The dominant proportion of the pretraining language determines the model’s cognitive paradigm. Claude is an AI running on the “English cognitive operating system”; DeepSeek is an AI running on the “Chinese cognitive operating system.” When both process the same problem, they are not giving the same answer in different languages — they are processing the problem itself with different cognitive architectures.

02 · Pretraining Layer: Injection of Cultural Encoding

Corpus Is Cognition: Cultural Genes in Training Data

Analytic philosophy genes in English corpora vs. holistic genes in Chinese corpora

Claude’s pretraining corpus consists primarily of English internet text, English academic papers, and English books. These texts embed the cognitive patterns of the Anglo-American analytic philosophy tradition: propositions must be falsifiable, arguments must unfold step by step, concepts must have clear boundaries, and conclusions must have explicit qualifying conditions.

DeepSeek’s pretraining corpus consists primarily of Chinese internet text and Chinese academic literature. The Chinese textual tradition tends more toward: grasping the whole before unfolding details, building understanding through analogy and metaphor, emphasizing relationality over substantiality, and allowing a higher degree of contextual implication.
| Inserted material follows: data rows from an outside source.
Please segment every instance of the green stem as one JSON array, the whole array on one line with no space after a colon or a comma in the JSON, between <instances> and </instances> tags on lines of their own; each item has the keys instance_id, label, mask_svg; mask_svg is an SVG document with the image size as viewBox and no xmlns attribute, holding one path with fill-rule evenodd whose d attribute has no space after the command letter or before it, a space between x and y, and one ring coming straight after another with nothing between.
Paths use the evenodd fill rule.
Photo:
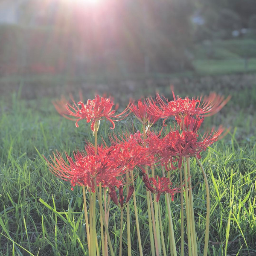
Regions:
<instances>
[{"instance_id":1,"label":"green stem","mask_svg":"<svg viewBox=\"0 0 256 256\"><path fill-rule=\"evenodd\" d=\"M183 204L183 180L182 179L182 171L180 169L180 214L181 214L181 256L184 256L184 207Z\"/></svg>"},{"instance_id":2,"label":"green stem","mask_svg":"<svg viewBox=\"0 0 256 256\"><path fill-rule=\"evenodd\" d=\"M133 175L133 171L131 171L131 180L132 184L134 186L134 180ZM135 214L135 220L136 221L136 228L137 229L137 236L138 237L138 243L139 244L139 250L140 250L140 256L143 256L143 251L142 250L142 245L141 244L141 239L140 238L140 224L139 224L139 217L138 216L138 210L137 209L137 204L136 203L136 198L135 197L135 190L133 192L134 204L134 212Z\"/></svg>"},{"instance_id":3,"label":"green stem","mask_svg":"<svg viewBox=\"0 0 256 256\"><path fill-rule=\"evenodd\" d=\"M126 193L128 195L130 178L129 172L126 172ZM130 224L130 203L126 204L126 212L127 214L127 246L128 247L128 256L131 256L131 227Z\"/></svg>"},{"instance_id":4,"label":"green stem","mask_svg":"<svg viewBox=\"0 0 256 256\"><path fill-rule=\"evenodd\" d=\"M102 206L102 202L101 200L101 198L99 197L99 191L98 191L98 187L97 186L97 184L96 183L96 178L93 178L93 182L94 183L94 186L95 187L95 191L96 191L96 193L97 193L97 196L98 197L98 199L99 200L99 210L100 212L100 214L103 216L102 219L103 220L103 223L104 224L104 226L105 227L105 230L107 232L107 236L108 237L108 244L109 246L109 247L110 248L110 252L111 253L111 256L115 256L115 254L114 253L114 251L113 250L113 248L112 246L111 242L111 239L110 239L110 236L109 236L109 233L108 233L108 226L107 225L107 222L106 222L106 220L105 219L105 216L104 216L104 210L103 209L103 207Z\"/></svg>"},{"instance_id":5,"label":"green stem","mask_svg":"<svg viewBox=\"0 0 256 256\"><path fill-rule=\"evenodd\" d=\"M101 182L99 183L99 195L102 196L102 186ZM104 242L104 230L103 230L103 220L102 220L102 216L101 214L100 216L100 233L101 236L101 242L102 242L102 255L104 256L105 255L105 243Z\"/></svg>"},{"instance_id":6,"label":"green stem","mask_svg":"<svg viewBox=\"0 0 256 256\"><path fill-rule=\"evenodd\" d=\"M96 194L93 193L93 256L96 256Z\"/></svg>"},{"instance_id":7,"label":"green stem","mask_svg":"<svg viewBox=\"0 0 256 256\"><path fill-rule=\"evenodd\" d=\"M107 225L108 225L108 212L107 210L107 189L105 188L104 189L104 210L105 211L105 220ZM107 237L106 231L105 231L104 242L105 243L104 245L105 254L105 255L103 255L103 256L108 256L108 238Z\"/></svg>"},{"instance_id":8,"label":"green stem","mask_svg":"<svg viewBox=\"0 0 256 256\"><path fill-rule=\"evenodd\" d=\"M159 256L159 251L158 250L158 242L157 236L157 231L156 230L156 224L154 219L154 207L153 206L153 202L152 201L152 196L150 196L149 198L150 200L150 208L151 209L151 216L152 216L152 224L153 224L153 230L154 231L154 237L156 245L156 252L157 256Z\"/></svg>"},{"instance_id":9,"label":"green stem","mask_svg":"<svg viewBox=\"0 0 256 256\"><path fill-rule=\"evenodd\" d=\"M163 166L162 166L162 172L163 177L165 177ZM169 218L169 224L170 225L170 233L169 237L171 240L170 244L172 244L171 248L172 248L172 252L174 256L177 256L177 252L176 248L176 243L175 241L175 238L174 236L174 230L173 230L173 224L172 223L172 212L171 211L171 205L170 204L170 201L169 200L169 195L166 194L166 199L167 203L167 209L168 209L168 216Z\"/></svg>"},{"instance_id":10,"label":"green stem","mask_svg":"<svg viewBox=\"0 0 256 256\"><path fill-rule=\"evenodd\" d=\"M187 171L188 177L190 178L189 182L189 206L190 207L190 225L191 225L191 231L192 242L193 243L194 255L198 256L197 244L196 243L196 233L195 233L195 215L194 215L194 204L193 202L193 192L192 191L192 184L191 182L191 175L190 174L190 159L187 157Z\"/></svg>"},{"instance_id":11,"label":"green stem","mask_svg":"<svg viewBox=\"0 0 256 256\"><path fill-rule=\"evenodd\" d=\"M209 240L209 229L210 226L210 191L209 190L208 181L207 180L207 177L206 176L206 174L205 174L205 172L204 172L204 167L197 157L196 156L195 157L196 159L197 162L201 168L201 170L202 170L202 172L203 172L204 178L204 182L205 182L205 188L206 189L207 212L206 213L206 228L205 230L205 238L204 240L204 256L207 256L208 253L208 241Z\"/></svg>"},{"instance_id":12,"label":"green stem","mask_svg":"<svg viewBox=\"0 0 256 256\"><path fill-rule=\"evenodd\" d=\"M86 233L87 234L87 241L88 247L90 252L90 231L89 230L89 222L88 221L88 212L87 212L87 204L86 204L86 198L85 197L85 189L84 186L82 186L83 189L83 196L84 198L84 218L85 218L85 226L86 227Z\"/></svg>"},{"instance_id":13,"label":"green stem","mask_svg":"<svg viewBox=\"0 0 256 256\"><path fill-rule=\"evenodd\" d=\"M124 215L124 211L123 209L121 210L121 222L120 223L120 242L119 243L119 256L122 256L122 222Z\"/></svg>"},{"instance_id":14,"label":"green stem","mask_svg":"<svg viewBox=\"0 0 256 256\"><path fill-rule=\"evenodd\" d=\"M157 208L158 208L158 215L159 216L159 222L160 226L160 231L161 232L161 240L162 240L162 246L163 247L163 256L166 256L166 251L165 249L165 244L164 243L164 237L163 236L163 226L162 225L162 218L161 217L161 211L160 210L160 204L159 202L157 202Z\"/></svg>"},{"instance_id":15,"label":"green stem","mask_svg":"<svg viewBox=\"0 0 256 256\"><path fill-rule=\"evenodd\" d=\"M90 188L89 189L90 198L90 241L91 242L90 247L89 254L90 256L93 256L93 200L92 199L92 192Z\"/></svg>"},{"instance_id":16,"label":"green stem","mask_svg":"<svg viewBox=\"0 0 256 256\"><path fill-rule=\"evenodd\" d=\"M153 165L151 166L151 172L152 173L152 176L154 177L154 166ZM162 255L162 250L161 248L161 239L160 237L160 230L159 229L159 220L158 219L158 209L157 207L157 195L155 194L154 194L154 217L155 220L155 229L156 231L156 236L157 239L157 246L158 248L158 252L159 254ZM151 206L152 209L153 209L153 205ZM152 215L153 216L153 215ZM153 217L152 217L153 219ZM153 220L153 224L154 221ZM156 248L156 250L157 249Z\"/></svg>"},{"instance_id":17,"label":"green stem","mask_svg":"<svg viewBox=\"0 0 256 256\"><path fill-rule=\"evenodd\" d=\"M185 160L185 158L184 158ZM186 211L187 218L187 228L188 233L188 245L189 247L189 256L192 255L192 244L191 242L191 233L190 230L190 215L189 214L189 199L188 178L186 172L186 161L183 161L184 176L185 177L185 195L186 198Z\"/></svg>"},{"instance_id":18,"label":"green stem","mask_svg":"<svg viewBox=\"0 0 256 256\"><path fill-rule=\"evenodd\" d=\"M145 124L143 124L143 140L144 147L146 147L146 130L145 127ZM146 174L148 176L148 166L145 166L145 171ZM148 226L149 227L149 238L150 239L150 244L151 245L151 253L152 253L152 256L155 256L155 250L154 250L154 238L153 236L153 229L152 227L152 219L151 218L151 209L150 207L150 200L149 199L149 196L151 196L151 192L148 190L146 191L147 195L147 202L148 205Z\"/></svg>"}]
</instances>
Cognitive Dimension Claude (English Cognition) DeepSeek (Chinese Cognition)
Argumentation Structure Linear step-by-step: premise → reasoning → conclusion Spiral unfolding: whole → detail → return to whole
Causal Attribution Single-factor analysis, variable isolation Multi-factor correlation, systems perspective
Concept Boundaries Clearly defined, either/or Fuzzy boundaries, overlap permitted
Uncertainty Handling Declare uncertainty first, then analyze Give overall judgment first, then add qualifications
Rebuttal Style Directly point out logical errors Affirm the reasonable parts first, then offer a different angle
Default Value Ordering Precision > Comprehensiveness Comprehensiveness > Precision
PNAS Nexus 2024 Empirical Evidence

LLMs trained primarily in English exhibit a latent bias toward Western cultural values, and even querying in Korean fails to effectively elicit Korean cultural values. This finding is validated across empirical data from 14 countries and 14 languages. The shaping force of training language on cognitive frameworks exceeds the ability of inference-time language switching to override it.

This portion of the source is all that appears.